The South Side-based Partnership for Onondaga Creek received an environmental award from the U.S. Environmental Protection Agency for its work improving water quality in Onondaga Creek and Onondaga Lake.
The partnership, the Atlantic States Legal Foundation, the Onondaga Nation and Onondaga County Executive Joanie Mahoney was honored collectively with an Environmental Quality Award Saturday, April 24, in New York City. The award is in recognition of their collaboration in replacing a swirler-style sewage treatment place with green infrastructure. The four groups argue that rain gardens, porous pavement and other green infrastructure installations will reduce the cost and environmental impact of treating sewage in the city, and also keep storm water out of the overburdened sewer system.
“It’s really gratifying,” said Aggie Lane, one of the partnership’s leaders. “We hung in there over the long haul. The partnership worked well in coalition with other groups and when we got someone in government who wanted to work with us, it got a lot easier.”

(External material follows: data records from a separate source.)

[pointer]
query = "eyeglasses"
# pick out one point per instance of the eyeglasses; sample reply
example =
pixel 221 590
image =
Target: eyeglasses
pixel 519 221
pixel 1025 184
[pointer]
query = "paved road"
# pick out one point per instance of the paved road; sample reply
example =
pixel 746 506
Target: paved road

Working together, the four honorees convinced a federal judge to amend a federal clean-up order, allowing them to implement green infrastructure instead of treatment plants like the one on Midland Avenue.
The award nomination form, submitted by the partnership on behalf of the four parties, said, “This unlikely coalition of environmental activists and county government is a remarkable story. It is a lesson in participatory democracy: a rare instance of government asking and receiving help from its informed citizens.”
Lane believes it may be the first time that a federal consent order has been altered to allow for green infrastructure. “I think there are a lot of people watching, so we have to be sure to make this work,” she said.